Inside North Korea leader Kim Jong-un's train journey to Vietnam
It will take two-and-a-half days for Mr Kim to travel from Pyongyang to Hanoi, but he will be doing so in comfort
Armour-clad carriages, tinted windows and a maximum speed of 60 kilometres per hour – they're the unique features of the leader of North Korea's preferred mode of transport, his train.
The Supreme Leader of North Korea, Kim Jong-un set off for Vietnam for his second summit with US President Donald Trump on Sunday, leaving three days before the start of the meeting due to the train's unusually slow top speed – reportedly on account of the heavy bulletproof armour.
Mr Kim received a red-carpet send-off in Pyongyang as he waved from the carriage door – painted a dull green, with a distinctive yellow stripe – while holding a cigarette.
His route will take him across North Korea's northern border, around the Bohai Sea, along China's eastern coastline and into Vietnam on its northernmost edge.
Three generations of North Korean leaders have travelled on these trains, piquing the interest of avid watchers of the insular country and speculation about conditions on board.
Although the details of the train are highly secretive, reports over the years paint a picture of a palace on the move – a high-security fortress and all of the home comforts a supreme leader could reasonably desire.
Those who have travelled on the train report an extensive menu including fresh lobster, fine wines flown from Paris and "lady conductors".
But it is not all about lavish dining – the carriages are reportedly kitted out with flat-screen televisions, state-of-the-art communications equipment, plush conference lounges and Mr Kim's MacBook.
A convoy of three trains operate each time North Korea's leader travels, The New York Times reported last year: an advanced security train, the leader's train and another carrying necessary supplies – bodyguards, food, equipment.
It is thought that there are some 90 carriages for the North Korea leader to choose from, all highly reinforced to quell the fears of the notoriously paranoid Mr Kim.
Trains have taken North Korea's leaders across Asia and beyond.

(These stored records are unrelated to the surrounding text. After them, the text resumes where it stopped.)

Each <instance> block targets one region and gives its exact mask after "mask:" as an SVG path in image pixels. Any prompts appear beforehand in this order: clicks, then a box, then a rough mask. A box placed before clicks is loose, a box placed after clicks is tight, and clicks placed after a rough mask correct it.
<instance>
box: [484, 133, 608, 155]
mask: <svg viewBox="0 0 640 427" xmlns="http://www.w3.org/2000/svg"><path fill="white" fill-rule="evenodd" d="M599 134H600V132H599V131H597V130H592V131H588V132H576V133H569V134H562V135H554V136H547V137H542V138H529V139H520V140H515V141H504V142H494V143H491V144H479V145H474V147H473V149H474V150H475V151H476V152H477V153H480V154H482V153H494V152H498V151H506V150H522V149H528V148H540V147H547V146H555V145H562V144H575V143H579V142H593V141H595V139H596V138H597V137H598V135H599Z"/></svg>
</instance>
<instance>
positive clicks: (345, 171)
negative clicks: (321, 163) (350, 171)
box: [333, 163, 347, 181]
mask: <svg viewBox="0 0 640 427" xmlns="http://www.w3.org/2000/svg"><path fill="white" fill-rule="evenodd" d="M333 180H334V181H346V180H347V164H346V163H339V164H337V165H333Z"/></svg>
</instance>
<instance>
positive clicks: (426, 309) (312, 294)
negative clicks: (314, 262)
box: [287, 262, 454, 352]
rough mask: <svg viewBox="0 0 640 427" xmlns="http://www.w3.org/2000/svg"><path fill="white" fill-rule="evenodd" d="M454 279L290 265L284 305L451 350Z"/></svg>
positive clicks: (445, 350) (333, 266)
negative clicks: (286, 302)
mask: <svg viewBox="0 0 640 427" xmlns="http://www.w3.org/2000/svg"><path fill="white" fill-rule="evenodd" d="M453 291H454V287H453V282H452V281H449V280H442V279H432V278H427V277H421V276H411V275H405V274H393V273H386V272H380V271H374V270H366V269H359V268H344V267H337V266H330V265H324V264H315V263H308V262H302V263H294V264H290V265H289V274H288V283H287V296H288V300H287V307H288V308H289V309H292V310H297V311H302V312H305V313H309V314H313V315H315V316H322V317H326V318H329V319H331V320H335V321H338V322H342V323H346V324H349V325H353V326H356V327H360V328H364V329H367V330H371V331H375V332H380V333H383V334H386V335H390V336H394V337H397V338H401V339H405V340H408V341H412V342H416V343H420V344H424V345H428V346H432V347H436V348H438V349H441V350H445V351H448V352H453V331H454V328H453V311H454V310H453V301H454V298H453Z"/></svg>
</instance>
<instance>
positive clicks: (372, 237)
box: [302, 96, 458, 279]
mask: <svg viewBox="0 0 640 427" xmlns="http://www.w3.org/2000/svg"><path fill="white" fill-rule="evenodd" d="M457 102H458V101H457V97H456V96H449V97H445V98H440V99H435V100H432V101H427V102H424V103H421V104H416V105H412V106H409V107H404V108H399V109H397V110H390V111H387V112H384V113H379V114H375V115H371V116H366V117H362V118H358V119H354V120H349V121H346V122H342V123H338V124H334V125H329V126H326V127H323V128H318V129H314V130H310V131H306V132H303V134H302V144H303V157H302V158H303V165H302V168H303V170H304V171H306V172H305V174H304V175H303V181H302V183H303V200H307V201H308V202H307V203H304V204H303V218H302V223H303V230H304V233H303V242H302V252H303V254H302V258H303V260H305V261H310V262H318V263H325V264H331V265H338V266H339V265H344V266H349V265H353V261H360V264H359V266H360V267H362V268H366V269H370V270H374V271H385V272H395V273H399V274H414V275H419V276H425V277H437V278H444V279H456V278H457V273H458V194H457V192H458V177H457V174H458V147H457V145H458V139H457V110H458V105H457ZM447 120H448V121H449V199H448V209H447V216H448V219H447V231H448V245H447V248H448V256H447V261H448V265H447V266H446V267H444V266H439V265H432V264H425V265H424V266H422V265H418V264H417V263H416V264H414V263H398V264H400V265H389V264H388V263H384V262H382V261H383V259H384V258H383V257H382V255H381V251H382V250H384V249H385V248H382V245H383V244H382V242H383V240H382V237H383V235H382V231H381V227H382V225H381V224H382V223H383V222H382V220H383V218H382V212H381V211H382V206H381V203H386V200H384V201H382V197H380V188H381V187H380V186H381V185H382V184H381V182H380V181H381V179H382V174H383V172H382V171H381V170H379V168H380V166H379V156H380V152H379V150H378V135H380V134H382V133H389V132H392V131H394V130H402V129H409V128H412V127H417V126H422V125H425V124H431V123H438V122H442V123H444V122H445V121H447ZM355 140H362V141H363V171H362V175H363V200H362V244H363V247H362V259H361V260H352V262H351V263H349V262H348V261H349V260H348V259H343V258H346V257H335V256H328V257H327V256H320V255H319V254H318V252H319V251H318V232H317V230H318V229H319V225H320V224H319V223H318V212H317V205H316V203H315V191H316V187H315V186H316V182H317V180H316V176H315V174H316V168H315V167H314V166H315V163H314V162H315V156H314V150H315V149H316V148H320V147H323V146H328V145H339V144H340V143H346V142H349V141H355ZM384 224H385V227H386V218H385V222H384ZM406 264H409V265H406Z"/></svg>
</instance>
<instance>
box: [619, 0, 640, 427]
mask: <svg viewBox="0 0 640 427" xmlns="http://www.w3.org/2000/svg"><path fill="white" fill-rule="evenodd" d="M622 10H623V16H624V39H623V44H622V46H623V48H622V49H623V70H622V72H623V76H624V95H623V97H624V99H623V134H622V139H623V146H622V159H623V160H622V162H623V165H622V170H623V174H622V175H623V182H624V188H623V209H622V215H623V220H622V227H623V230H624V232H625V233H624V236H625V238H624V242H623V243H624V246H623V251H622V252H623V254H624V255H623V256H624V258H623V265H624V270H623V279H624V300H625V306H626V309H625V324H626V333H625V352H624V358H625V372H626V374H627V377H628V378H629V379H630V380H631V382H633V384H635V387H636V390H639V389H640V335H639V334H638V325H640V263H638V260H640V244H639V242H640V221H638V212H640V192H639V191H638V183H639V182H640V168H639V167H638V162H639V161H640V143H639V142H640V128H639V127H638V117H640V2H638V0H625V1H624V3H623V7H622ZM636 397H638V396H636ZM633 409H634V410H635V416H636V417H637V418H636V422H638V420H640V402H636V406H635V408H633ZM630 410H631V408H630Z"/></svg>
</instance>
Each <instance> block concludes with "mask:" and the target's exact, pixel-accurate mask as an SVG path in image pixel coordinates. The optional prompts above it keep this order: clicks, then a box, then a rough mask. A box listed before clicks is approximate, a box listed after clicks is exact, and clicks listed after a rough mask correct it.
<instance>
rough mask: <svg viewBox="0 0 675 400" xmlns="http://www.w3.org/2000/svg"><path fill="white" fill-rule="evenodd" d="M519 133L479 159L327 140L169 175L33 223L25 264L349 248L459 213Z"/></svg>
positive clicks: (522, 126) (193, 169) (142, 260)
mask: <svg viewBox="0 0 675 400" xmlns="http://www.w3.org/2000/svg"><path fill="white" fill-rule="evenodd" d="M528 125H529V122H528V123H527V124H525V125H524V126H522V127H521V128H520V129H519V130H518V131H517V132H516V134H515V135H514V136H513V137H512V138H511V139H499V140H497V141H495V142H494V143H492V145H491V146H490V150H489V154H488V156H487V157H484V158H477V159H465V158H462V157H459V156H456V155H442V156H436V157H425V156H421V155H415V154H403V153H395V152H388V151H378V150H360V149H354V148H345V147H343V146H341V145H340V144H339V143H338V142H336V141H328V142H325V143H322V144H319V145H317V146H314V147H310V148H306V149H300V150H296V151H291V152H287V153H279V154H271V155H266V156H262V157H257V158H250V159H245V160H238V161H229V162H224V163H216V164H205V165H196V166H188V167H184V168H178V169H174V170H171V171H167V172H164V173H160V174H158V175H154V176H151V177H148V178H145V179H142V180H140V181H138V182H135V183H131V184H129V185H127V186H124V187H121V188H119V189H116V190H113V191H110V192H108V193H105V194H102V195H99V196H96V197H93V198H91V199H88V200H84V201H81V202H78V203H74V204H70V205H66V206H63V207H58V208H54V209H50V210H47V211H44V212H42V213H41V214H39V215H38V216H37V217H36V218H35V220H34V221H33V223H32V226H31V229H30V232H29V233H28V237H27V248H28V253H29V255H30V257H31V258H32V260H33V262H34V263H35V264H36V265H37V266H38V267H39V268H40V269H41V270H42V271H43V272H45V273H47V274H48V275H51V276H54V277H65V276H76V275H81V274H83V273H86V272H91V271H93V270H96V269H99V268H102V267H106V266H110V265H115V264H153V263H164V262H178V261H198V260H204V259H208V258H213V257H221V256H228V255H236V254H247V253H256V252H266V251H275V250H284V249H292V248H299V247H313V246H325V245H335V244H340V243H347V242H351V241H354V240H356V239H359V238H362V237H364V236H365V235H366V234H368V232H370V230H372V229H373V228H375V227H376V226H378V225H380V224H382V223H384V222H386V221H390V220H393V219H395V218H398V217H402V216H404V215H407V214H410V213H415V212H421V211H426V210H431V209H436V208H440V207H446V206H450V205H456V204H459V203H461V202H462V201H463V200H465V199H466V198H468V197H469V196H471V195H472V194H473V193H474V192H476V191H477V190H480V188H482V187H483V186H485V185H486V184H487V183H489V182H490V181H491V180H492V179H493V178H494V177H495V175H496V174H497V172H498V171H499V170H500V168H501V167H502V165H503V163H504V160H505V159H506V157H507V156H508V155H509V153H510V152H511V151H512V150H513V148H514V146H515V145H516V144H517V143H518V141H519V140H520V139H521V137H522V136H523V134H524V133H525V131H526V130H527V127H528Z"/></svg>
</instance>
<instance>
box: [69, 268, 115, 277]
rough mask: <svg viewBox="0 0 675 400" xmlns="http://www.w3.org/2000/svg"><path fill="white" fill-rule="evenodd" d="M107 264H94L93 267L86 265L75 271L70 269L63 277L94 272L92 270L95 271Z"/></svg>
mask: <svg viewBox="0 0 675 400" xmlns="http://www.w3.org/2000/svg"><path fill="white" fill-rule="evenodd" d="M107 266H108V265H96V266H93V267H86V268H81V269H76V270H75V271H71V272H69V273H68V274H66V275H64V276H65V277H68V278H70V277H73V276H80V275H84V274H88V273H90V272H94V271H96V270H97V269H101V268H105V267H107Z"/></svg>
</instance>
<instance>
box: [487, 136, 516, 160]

The longest journey was undertaken by Mr Kim's father, who travelled across the Soviet Union by train.
The incumbent leader, however, has been marginally less expeditionary and has only travelled to Beijing by train in March last year.
While Mr Kim will be travelling to Vietnam by train, last June during his first meeting with Mr Trump, the leader borrowed an Air China-branded plane from his Chinese neighbours.
Mr Kim's private plane is a 38-year-old Soviet Ilyushin Il-62. Unreliable and with spare parts no longer in production, aviation and North Korea experts speculated it was ditched for the summit to avoid the embarrassment of being stuck or delayed by a minor malfunction.
It is not known why North Korea's leader did not fly to his second summit with the US president, but with a long journey ahead, he might soon invest in some wings similar to Air Force One.